Among the most disempowered of them are the 10,000 to 12,000 rag-pickers, who largely comprise Tamil migrants and Muslims, and who are not eligible to any form of social security or legal protection from the Bruhat Bangalore Mahanagara Palike as they are labelled as “self-employed”. “Rag-pickers save the BBMP a lot of money in disposing of and reprocessing waste like metal and plastic. They need to be recognised as being part of a formal system of waste management,” says Anselm Rosario, director of NGO Waste Wise.

Safe working conditions and legislative protection are not guaranteed for the thousands of BBMP contract workers (including over 10,000 pourakarmikas who clean the city’s streets). Ask Krishna, a contract truck driver with BBMP who has been doing this job for many years about safety equipment, and he points to the flimsy cloth mask that hangs loosely around his nose and mouth. “We haven’t been given anything to protect us. It is certainly not pleasant, and we smell foul by the time we get home, but this earns us our living,” he says.
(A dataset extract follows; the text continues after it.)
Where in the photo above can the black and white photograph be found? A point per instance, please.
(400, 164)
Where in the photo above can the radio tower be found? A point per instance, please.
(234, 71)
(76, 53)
In the city, Ranga, a contract pourkarmika (name changed), works without a break from 6 a.m. to 2 p.m., but is given no health cover, rubber gloves or gum boots. This is despite the fact that the Municipalities Act specifies free protective gear and regular health check-ups.

Clifton D. Rozario from the Alternative Law Forum, a lawyers’ collective, points out that the High Court of Karnataka had directed the BBMP to ensure that all contract pourakarmikas are given minimum wages and all other amenities that are due to them under the Contract Labour Act. “However, all this is just on paper. The ESI cover and providing PF to them is a scam. Many do not even know their PF numbers. This is nothing but negligence on the part of the BBMP in ensuring that the contract workers get the facilities due to them,” he said.